Question 2: Patient Safety & Error Prevention

A nurse is preparing to administer digoxin 0.25 mg PO to a client with atrial fibrillation.
Before giving the medication, which action should the nurse take first?

A. Check the client's potassium level

B. Assess the client's apical heart rate for 1 full minute

C. Verify the medication administration record (MAR) against the original order

D. Ask the client if they have any allergies to medications

Correct Answer: B

Rationale: The "first" question requires prioritization using clinical judgment. While all
options are important steps in medication administration, digoxin is a cardiac glycoside
with a narrow therapeutic index that can cause serious bradycardia or heart block.

●​ Option A: Incorrect. While hypokalemia increases digoxin toxicity risk, checking
the potassium level is not the immediate first step before administration.
●​ Option B: Correct. The nurse must assess the apical pulse for a full minute; if the
rate is <60 bpm or >100 bpm, the medication should be held and the provider
notified. This is the priority safety check.

, ●​ Option C: Incorrect. While verification is essential, it is typically done before
entering the patient's room. The question asks what to do "first" upon preparing
to administer.
●​ Option D: Incorrect. Allergy verification is important but is usually completed
during the initial admission assessment and confirmed before the first dose.

Test-Taking Strategy: Use the ABCs (Airway, Breathing, Circulation) and patient safety
priorities. For cardiac medications, always assess the heart rate first. "First" questions
often involve immediate physiological safety concerns.



Question 3: Therapeutic Communication

A client newly diagnosed with breast cancer tells the nurse, "I don't know how I'm going
to tell my children. They're going to be so scared." Which response by the nurse
demonstrates therapeutic communication?

A. "Don't worry, children are more resilient than you think."

B. "Would you like to talk about how you might approach this conversation?"

C. "Many clients find it helpful to wait until they know more about their treatment plan."

D. "I know this is difficult, but you need to stay strong for your children."

Correct Answer: B

Rationale: Therapeutic communication focuses on the client's feelings, promotes
exploration of concerns, and avoids false reassurance or giving advice.

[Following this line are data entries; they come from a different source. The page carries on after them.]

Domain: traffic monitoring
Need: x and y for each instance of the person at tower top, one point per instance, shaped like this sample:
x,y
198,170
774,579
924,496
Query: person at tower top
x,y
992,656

●​ Option A: Incorrect. This minimizes the client's concern and offers false
reassurance, which blocks further communication.
●​ Option B: Correct. This open-ended question allows the client to explore their
feelings and concerns while maintaining autonomy in decision-making.
●​ Option C: Incorrect. While potentially practical, this response gives unsolicited
advice and does not address the client's emotional needs.

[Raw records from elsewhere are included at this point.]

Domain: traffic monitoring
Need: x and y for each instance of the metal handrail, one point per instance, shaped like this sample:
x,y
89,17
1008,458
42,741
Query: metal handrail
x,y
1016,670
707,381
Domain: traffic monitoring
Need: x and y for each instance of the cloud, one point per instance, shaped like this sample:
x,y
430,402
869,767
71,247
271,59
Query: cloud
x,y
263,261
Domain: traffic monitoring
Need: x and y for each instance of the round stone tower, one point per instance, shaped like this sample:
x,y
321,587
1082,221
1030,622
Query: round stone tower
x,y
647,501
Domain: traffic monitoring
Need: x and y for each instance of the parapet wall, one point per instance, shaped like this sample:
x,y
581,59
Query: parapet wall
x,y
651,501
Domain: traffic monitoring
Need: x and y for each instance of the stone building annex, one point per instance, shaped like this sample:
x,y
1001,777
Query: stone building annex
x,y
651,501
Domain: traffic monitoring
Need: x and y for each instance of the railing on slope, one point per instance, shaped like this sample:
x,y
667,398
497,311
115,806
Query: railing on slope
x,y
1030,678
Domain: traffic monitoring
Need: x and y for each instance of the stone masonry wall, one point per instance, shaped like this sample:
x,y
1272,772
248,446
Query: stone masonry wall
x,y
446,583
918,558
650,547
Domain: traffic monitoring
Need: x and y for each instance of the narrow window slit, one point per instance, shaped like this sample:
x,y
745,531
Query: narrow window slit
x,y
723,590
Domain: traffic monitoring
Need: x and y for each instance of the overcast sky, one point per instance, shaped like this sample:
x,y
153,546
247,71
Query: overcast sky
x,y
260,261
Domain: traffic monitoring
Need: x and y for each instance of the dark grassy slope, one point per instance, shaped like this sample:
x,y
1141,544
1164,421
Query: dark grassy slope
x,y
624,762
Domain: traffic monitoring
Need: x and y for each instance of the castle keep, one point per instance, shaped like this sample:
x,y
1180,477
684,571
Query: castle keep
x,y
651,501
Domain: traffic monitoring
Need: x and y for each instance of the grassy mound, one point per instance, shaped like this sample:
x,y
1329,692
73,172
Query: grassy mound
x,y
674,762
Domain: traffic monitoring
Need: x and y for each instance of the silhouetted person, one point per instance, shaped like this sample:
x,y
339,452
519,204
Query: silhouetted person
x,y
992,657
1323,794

, ●​ Option D: Incorrect. This response is non-therapeutic as it dismisses the client's
feelings and creates pressure to suppress emotions.

Test-Taking Strategy: Look for responses that are client-centered, open-ended, and
non-judgmental. Avoid options that begin with "Don't worry," "I know how you feel," or
"You should." The best therapeutic responses encourage the client to express feelings
and explore solutions.



Question 4: Cultural Competence

A nurse is caring for a client from a culture that believes illness is caused by an
imbalance in hot and cold elements. The client refuses to eat the hospital's cold fruit
tray. Which action by the nurse demonstrates cultural competence?

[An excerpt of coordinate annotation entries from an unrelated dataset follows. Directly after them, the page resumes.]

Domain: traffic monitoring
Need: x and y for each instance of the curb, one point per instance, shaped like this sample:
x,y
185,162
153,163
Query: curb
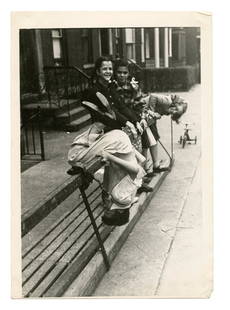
x,y
91,275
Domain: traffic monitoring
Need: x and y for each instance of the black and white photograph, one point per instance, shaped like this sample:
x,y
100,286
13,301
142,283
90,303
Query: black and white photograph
x,y
112,133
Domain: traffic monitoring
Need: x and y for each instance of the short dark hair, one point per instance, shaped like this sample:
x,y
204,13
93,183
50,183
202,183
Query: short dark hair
x,y
97,65
120,63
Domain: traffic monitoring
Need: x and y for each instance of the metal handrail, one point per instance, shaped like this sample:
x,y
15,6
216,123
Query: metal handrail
x,y
27,141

A. Explain that proper nutrition is essential for healing regardless of cultural beliefs

B. Ask the client which foods they consider "hot" and accommodate their preferences

C. Document the refusal and notify the healthcare provider of the nutritional concern

D. Request a psychiatric consultation to evaluate for disordered eating

Correct Answer: B

Rationale: Cultural competence requires respecting and accommodating health beliefs
while ensuring safe, effective care.

●​ Option A: Incorrect. This dismisses the client's cultural beliefs and may create
conflict rather than therapeutic alliance.
●​ Option B: Correct. This demonstrates cultural sensitivity by seeking to
understand the client's perspective and finding a mutually acceptable solution
that honors their beliefs.
●​ Option C: Incorrect. While documentation is important, this action does not
address the immediate cultural need or attempt collaborative problem-solving.